C’est au boulevard Charles Helou, à proximité du port de Beyrouth, que la parade civile marquant le 78e anniversaire de l’Indépendance s’est déroulée ce 22 novembre, sous le thème « Peuple, armée, justice ». À l’initiative de ACT (Achieve, Change, Today), un rassemblement issu du mouvement de contestation du 17 Octobre, quelque 50 bataillons ont défilé tour à tour, dans une réédition plus timide du même événement organisé deux ans plus tôt, place des Martyrs, dans le cadre de la thaoura. La crise économique qui sévit dans le pays a sans aucun doute eu raison de la mobilisation populaire. La lassitude aussi.
Munis du drapeau libanais, les civils ont commencé à affluer dès midi par petits groupes sur les lieux de l’événement où une esplanade a été érigée pour l’occasion. Au loin, un petit groupe brandissant le portrait d’Élias Khoury, jeune élève tué dans la double explosion survenue au port le 4 août 2020, observe la scène. Étant en deuil, les familles des victimes du port ont décidé de ne pas prendre part à la parade. Elles ont délégué à la place un groupe d’activistes et d’hommes religieux, mené par le père Hani Tawk. S’adressant aux hommes politiques, le père Agapios Kfoury, qui fait partie du bataillon des proches des victimes et martyrs affirme que l’un des acquis de la Révolution de 2019 est qu’aujourd’hui « aucun responsable n’ose se rendre sur la place, tous suivent la parade sur leur écran TV ». « Nous nous sommes réappropriés la fête de l’Indépendance », ajoute-t-il à notre collègue Sandra Noujeim.
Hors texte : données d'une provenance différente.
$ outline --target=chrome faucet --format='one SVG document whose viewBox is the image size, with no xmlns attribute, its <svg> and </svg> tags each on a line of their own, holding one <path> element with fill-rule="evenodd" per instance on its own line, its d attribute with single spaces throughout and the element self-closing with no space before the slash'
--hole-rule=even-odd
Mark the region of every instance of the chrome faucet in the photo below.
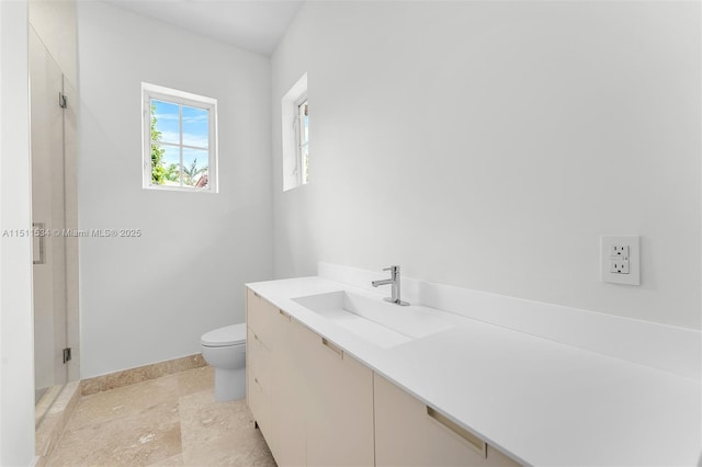
<svg viewBox="0 0 702 467">
<path fill-rule="evenodd" d="M 378 285 L 392 285 L 393 289 L 389 297 L 383 298 L 385 301 L 389 301 L 392 304 L 400 305 L 406 307 L 409 305 L 407 301 L 403 301 L 399 299 L 399 266 L 389 266 L 385 267 L 383 271 L 390 272 L 390 278 L 384 278 L 382 281 L 373 281 L 371 285 L 373 287 L 377 287 Z"/>
</svg>

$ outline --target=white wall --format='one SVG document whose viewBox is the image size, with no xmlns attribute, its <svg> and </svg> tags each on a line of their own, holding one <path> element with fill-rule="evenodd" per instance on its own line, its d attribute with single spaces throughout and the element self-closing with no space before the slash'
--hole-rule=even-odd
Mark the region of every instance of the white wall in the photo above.
<svg viewBox="0 0 702 467">
<path fill-rule="evenodd" d="M 272 275 L 270 64 L 100 2 L 78 2 L 83 378 L 200 352 Z M 141 189 L 140 83 L 218 100 L 219 193 Z"/>
<path fill-rule="evenodd" d="M 26 1 L 0 2 L 0 230 L 30 218 Z M 29 237 L 0 236 L 0 465 L 34 459 L 32 254 Z"/>
<path fill-rule="evenodd" d="M 700 328 L 697 2 L 308 2 L 272 58 L 275 272 L 318 260 Z M 310 183 L 280 99 L 308 72 Z M 599 236 L 642 236 L 642 285 Z"/>
<path fill-rule="evenodd" d="M 30 24 L 75 87 L 78 82 L 76 0 L 30 0 Z"/>
</svg>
« Les familles des victimes ressentent une immense frustration », confie à _Ici Beyrouth_ Lara Kfoury, dont la sœur blessée dans l’explosion du 4 août a perdu la vue. « Les blessés refusent de baisser les bras, poursuit-elle. Ils veulent nous faire taire. Mais nous ne le ferons pas. »
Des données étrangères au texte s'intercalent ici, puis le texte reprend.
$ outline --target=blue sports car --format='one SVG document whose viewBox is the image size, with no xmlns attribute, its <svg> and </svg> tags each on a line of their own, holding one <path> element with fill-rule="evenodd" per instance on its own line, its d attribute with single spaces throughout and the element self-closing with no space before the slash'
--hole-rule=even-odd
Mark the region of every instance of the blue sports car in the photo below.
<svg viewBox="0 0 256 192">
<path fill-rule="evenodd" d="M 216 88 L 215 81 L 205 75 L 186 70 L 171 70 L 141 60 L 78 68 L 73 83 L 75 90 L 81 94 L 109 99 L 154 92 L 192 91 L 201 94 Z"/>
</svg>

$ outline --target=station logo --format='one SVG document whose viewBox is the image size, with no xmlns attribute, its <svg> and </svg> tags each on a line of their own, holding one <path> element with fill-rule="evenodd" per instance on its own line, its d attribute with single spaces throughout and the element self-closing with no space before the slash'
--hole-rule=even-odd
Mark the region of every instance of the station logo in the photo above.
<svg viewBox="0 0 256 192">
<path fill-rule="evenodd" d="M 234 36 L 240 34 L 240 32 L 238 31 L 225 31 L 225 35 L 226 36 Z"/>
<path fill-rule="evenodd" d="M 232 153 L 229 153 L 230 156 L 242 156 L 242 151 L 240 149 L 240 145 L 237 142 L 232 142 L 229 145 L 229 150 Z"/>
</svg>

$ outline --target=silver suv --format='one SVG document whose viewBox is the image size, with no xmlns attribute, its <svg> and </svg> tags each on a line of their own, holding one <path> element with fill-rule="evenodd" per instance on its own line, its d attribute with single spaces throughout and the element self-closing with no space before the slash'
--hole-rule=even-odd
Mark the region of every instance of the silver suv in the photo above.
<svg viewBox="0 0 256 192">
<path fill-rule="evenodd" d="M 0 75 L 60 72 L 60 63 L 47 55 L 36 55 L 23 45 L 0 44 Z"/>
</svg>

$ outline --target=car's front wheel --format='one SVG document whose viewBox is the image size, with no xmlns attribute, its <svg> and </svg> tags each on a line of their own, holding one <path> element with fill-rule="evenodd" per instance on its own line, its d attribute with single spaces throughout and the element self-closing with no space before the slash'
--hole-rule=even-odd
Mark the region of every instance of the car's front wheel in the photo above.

Foulard en laine aux couleurs du drapeau libanais noué autour du cou, Abdel Rahman Mohammad, peintre impressionniste et coordinateur du bataillon du Liban-Nord et du Akkar, souligne que « la dignité » est tout ce qui reste de la thaoura. S’insurgeant contre les personnes qui rechignent encore à descendre dans la rue alors qu’elles se sont appauvries, il lance : « Cette fête de l’Indépendance n’en est pas une. La vraie indépendance c’est lorsque le Liban ne sera plus occupé par aucune milice, communauté ou organisation. La vraie indépendance c’est lorsque tous les Libanais retournent à leur libanité et déclarent leur appartenance à la nation et non à leur communauté. »

Le ras-le-bol
Il est 14h30. Des colombes, 229 au total, sont lâchées pour commémorer les victimes des explosions du port. Le bataillon des pompiers de Beyrouth ouvre la parade, suivi de ceux des proches des victimes et des martyrs, des blessés, des martyrs du 17 octobre, des militaires à la retraite, des magistrats…
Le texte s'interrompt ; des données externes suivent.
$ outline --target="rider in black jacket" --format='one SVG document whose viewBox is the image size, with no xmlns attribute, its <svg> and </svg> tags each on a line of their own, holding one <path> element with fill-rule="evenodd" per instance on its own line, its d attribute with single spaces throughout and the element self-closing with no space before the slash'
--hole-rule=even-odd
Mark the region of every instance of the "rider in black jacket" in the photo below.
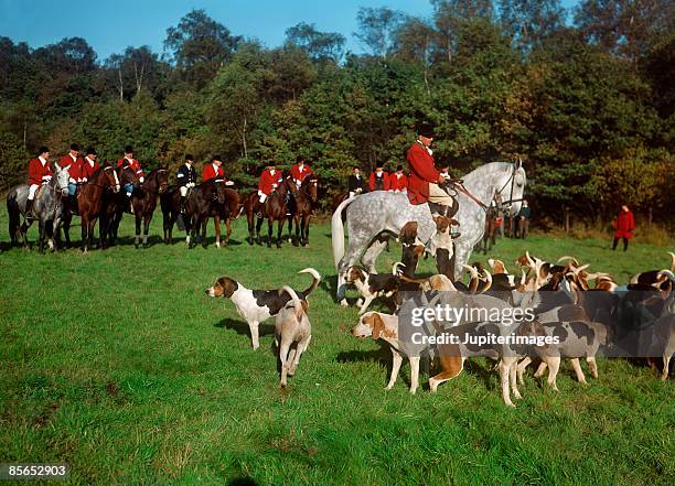
<svg viewBox="0 0 675 486">
<path fill-rule="evenodd" d="M 193 163 L 194 158 L 186 154 L 185 163 L 179 168 L 176 174 L 179 190 L 181 192 L 181 213 L 185 213 L 185 196 L 188 195 L 188 190 L 194 187 L 196 184 L 196 172 L 192 166 Z"/>
</svg>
Régina Kantara, du bataillon des résistantes, souligne à notre collègue Carol Ziadé Ajami : « En 2005, le peuple libanais fort de sa Constitution et de la résolution 1559 du Conseil de sécurité des Nations unies, a libéré le pays de l’occupation syrienne. Aujourd’hui, le peuple libanais, fort de sa Constitution et des résolutions 1559 et 1680, libéreront le pays de l’occupation iranienne. »
« La révolution des Libanaises et Libanais est le seul espoir pour un Liban souverain, prospère et neutre », ajoute-t-elle.
Omar Boustany estime de son côté qu’en « remettant la trilogie patriotique à sa place normale, la société civile veut démontrer son ras-le-bol de la mainmise du Hezbollah et de ses alliés politiques sur toutes les institutions de l’État et crier haut et fort son désir de voir l’armée libanaise, seule, avoir le monopole des armes ».   «Les citoyens veulent aussi montrer leur soutien à l’institution judiciaire, au moment où le juge Tarek Bitar, chargée de l’enquête sur les explosions du 4 août, est attaqué jour et nuit par les ténors du Hezbollah et leurs alliés politiques pour tenter de bloquer l’enquête et de paralyser la justice. »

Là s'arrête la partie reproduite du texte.